Moving on, the metadata that the Dask client receives above is used to initialize parallel reading of result sets from Snowflake, resulting in a high-speed data retrieval. It's worth mentioning here that you can do all of this while staying in your Python environment, which is a significant highlight of this architecture, making it very useful for data scientists.
Finally, once the result sets are obtained in the form of Dask dataframes, you can process them using RAPIDS while leveraging the lightning-fast speeds that GPUs are known for. With that, we complete our end-to-end machine learning processes - be it training, validation, or feature engineering.

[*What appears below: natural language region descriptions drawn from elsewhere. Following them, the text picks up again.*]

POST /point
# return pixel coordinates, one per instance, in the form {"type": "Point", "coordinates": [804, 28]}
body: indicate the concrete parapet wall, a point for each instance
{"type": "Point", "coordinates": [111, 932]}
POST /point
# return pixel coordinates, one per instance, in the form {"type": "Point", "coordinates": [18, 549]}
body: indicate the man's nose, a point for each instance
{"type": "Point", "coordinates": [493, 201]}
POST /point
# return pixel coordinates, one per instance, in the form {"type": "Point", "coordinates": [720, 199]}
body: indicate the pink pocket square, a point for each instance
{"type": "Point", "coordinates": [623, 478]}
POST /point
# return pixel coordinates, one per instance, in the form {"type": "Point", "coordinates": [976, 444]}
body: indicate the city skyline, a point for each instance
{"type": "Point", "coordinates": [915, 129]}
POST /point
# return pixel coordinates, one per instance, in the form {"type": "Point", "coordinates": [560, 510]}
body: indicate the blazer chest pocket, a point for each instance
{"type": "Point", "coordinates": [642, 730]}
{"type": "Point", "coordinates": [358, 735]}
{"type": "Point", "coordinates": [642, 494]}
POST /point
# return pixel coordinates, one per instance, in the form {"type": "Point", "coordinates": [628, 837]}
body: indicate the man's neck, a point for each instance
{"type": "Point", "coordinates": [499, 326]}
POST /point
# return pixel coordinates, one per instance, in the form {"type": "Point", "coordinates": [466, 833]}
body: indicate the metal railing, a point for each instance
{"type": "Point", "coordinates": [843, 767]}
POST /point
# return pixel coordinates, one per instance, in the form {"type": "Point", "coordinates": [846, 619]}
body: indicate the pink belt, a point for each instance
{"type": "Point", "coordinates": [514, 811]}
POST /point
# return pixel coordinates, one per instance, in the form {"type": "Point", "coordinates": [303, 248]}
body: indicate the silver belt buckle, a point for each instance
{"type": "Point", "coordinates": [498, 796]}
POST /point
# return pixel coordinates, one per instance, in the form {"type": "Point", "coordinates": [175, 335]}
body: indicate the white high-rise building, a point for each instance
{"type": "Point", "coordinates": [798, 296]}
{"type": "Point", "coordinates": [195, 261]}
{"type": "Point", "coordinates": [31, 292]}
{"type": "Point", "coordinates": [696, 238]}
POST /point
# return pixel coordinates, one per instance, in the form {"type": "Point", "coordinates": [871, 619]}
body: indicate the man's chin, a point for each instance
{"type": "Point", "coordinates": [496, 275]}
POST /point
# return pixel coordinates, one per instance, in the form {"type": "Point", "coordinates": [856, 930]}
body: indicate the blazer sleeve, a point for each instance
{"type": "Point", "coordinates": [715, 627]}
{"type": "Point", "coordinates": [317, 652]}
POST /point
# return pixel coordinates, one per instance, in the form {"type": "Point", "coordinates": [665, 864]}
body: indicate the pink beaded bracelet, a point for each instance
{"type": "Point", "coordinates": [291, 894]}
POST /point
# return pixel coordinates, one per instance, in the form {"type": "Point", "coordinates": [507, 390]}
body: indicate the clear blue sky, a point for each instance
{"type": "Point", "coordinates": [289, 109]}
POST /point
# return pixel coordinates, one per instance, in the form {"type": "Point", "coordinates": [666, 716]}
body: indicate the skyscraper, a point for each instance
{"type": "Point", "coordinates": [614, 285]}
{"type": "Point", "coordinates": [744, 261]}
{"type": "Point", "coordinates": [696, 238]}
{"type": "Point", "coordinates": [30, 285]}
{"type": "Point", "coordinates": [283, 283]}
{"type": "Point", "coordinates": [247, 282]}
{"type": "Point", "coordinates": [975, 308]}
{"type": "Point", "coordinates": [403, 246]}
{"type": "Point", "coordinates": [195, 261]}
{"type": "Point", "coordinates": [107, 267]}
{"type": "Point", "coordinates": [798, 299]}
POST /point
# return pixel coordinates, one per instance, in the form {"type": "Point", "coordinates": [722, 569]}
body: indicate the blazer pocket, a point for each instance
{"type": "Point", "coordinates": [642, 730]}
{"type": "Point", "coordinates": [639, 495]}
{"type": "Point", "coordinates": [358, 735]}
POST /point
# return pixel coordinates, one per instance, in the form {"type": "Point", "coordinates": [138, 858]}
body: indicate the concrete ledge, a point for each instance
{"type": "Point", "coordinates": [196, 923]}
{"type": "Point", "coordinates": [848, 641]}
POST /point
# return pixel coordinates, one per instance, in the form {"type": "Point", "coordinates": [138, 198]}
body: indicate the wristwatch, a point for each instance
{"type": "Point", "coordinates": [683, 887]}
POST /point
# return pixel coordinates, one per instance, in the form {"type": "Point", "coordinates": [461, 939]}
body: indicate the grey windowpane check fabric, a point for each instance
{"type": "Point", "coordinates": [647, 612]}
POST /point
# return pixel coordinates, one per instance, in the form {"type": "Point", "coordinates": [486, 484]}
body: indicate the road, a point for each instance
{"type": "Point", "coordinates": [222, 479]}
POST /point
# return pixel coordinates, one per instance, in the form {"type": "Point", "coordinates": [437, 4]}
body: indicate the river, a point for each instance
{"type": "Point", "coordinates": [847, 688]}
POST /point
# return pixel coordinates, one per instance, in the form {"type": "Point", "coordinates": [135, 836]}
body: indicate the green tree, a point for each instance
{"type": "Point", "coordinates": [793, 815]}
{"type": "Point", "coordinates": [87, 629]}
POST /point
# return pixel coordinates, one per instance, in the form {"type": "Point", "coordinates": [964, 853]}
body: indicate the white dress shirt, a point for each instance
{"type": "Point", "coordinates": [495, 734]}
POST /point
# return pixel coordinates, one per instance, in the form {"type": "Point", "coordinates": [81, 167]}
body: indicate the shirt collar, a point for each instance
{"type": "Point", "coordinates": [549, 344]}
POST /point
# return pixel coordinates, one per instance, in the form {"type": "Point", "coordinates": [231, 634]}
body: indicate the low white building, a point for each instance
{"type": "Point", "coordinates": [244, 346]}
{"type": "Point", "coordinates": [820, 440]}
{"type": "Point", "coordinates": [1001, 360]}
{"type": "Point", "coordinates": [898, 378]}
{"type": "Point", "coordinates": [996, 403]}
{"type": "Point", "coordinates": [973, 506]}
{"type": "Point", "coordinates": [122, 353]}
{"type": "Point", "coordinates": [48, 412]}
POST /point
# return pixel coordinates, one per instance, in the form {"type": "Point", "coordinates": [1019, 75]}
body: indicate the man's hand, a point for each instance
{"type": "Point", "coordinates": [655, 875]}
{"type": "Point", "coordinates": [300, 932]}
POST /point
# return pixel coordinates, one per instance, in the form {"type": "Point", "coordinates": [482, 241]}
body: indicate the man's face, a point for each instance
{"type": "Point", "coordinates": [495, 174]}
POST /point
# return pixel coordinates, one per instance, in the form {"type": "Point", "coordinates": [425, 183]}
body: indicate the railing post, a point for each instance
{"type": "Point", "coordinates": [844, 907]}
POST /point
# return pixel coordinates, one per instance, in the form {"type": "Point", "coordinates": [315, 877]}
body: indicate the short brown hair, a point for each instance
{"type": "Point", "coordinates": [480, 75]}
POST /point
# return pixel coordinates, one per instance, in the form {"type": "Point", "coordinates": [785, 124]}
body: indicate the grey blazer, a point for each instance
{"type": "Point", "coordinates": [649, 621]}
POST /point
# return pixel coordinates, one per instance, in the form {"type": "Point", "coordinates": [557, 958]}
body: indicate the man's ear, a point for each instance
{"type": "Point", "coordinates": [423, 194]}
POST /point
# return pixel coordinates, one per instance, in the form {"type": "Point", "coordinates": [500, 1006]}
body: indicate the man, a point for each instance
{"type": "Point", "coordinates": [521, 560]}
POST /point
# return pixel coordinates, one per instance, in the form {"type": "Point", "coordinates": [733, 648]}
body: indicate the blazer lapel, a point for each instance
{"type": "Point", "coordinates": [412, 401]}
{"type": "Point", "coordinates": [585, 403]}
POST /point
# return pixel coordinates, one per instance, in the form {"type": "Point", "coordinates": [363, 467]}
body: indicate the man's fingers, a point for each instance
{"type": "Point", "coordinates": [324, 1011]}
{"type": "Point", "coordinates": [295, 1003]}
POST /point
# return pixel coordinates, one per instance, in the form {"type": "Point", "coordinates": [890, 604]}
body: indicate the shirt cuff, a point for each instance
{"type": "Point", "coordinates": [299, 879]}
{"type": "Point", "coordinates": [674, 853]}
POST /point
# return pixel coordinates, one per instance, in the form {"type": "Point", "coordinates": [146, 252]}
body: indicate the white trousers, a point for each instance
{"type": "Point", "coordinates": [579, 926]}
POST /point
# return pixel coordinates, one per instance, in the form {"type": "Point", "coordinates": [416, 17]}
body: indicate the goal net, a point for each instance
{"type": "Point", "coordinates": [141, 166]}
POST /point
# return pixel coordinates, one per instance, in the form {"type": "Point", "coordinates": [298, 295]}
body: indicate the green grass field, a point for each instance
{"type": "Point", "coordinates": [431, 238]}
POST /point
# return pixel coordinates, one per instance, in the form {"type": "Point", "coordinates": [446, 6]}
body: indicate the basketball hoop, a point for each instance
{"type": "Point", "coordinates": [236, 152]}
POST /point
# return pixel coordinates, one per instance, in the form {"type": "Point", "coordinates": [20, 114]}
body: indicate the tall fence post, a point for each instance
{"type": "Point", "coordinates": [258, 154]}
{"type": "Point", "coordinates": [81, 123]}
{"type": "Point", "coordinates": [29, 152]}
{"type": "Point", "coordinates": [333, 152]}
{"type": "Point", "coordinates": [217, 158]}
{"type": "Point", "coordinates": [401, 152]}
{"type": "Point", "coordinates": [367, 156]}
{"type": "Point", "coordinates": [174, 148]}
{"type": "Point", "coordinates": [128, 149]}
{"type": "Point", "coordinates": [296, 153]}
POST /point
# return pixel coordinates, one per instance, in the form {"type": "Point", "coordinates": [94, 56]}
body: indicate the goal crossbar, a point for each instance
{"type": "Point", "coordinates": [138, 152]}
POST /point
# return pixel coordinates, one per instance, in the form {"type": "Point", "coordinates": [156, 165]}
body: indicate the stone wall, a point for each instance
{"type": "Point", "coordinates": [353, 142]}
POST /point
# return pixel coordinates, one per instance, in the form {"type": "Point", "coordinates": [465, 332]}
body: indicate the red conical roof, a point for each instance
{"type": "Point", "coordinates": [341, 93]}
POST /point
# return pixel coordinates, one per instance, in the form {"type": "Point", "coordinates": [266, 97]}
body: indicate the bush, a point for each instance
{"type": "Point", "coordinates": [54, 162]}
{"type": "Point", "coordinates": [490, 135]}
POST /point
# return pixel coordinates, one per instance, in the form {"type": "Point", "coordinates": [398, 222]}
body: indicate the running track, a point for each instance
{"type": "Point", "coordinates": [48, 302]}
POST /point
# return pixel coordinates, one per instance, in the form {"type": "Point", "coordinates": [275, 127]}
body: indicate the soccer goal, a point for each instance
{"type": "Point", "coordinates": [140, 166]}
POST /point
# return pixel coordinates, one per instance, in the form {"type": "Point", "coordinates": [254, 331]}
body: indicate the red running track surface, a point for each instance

Some Benefits of Distributed On-Demand Computing
Shifting to distributed, on-demand cloud computing is not only hassle-free but is also relatively cost-effective for a business. While the on-premise infrastructure might perform somewhat better in terms of cost if the company is large-scale, it demands a huge capital upfront, not to mention the time it takes to set up.
However, that’s not all. There are many other aspects of distributed cloud computing that you might be unaware of. Let’s go through them:
1. Unlimited Storage
As much as you would like to believe otherwise, there will always be issues with storage for on-site computing in the long run. Even if you're not a data-hungry organization, which is seldom the case nowadays, there will always come a time when you're out of space. And when that happens, it will certainly not be an easy task to get extra storage when compared to cloud computing, where you virtually get to enjoy unlimited storage.
2. Quick Deployments
Cloud service providers work day and night to make your deployments seamless. Even though you have specialists for on-site computing as well, you couldn’t possibly compete with the likes of cloud giants such as Amazon and Microsoft, right?
So, once you signup for cloud computing, it goes without saying that deployments are going to be as simple as a mere click. This saves a lot of human resources and adds to the cost-effectiveness of cloud systems.
3. Enhanced Security & Governance
Data governance and security always remain a big issue when you have on-site computing. Cloud vendors such as Amazon and Microsoft put in extra effort to make sure you don't face any problems regarding that.
However, just to put it out there, there have been security breaches in the past for the most prominent cloud computing vendors as well. But personally, they're still a lot lesser when compared to on-site.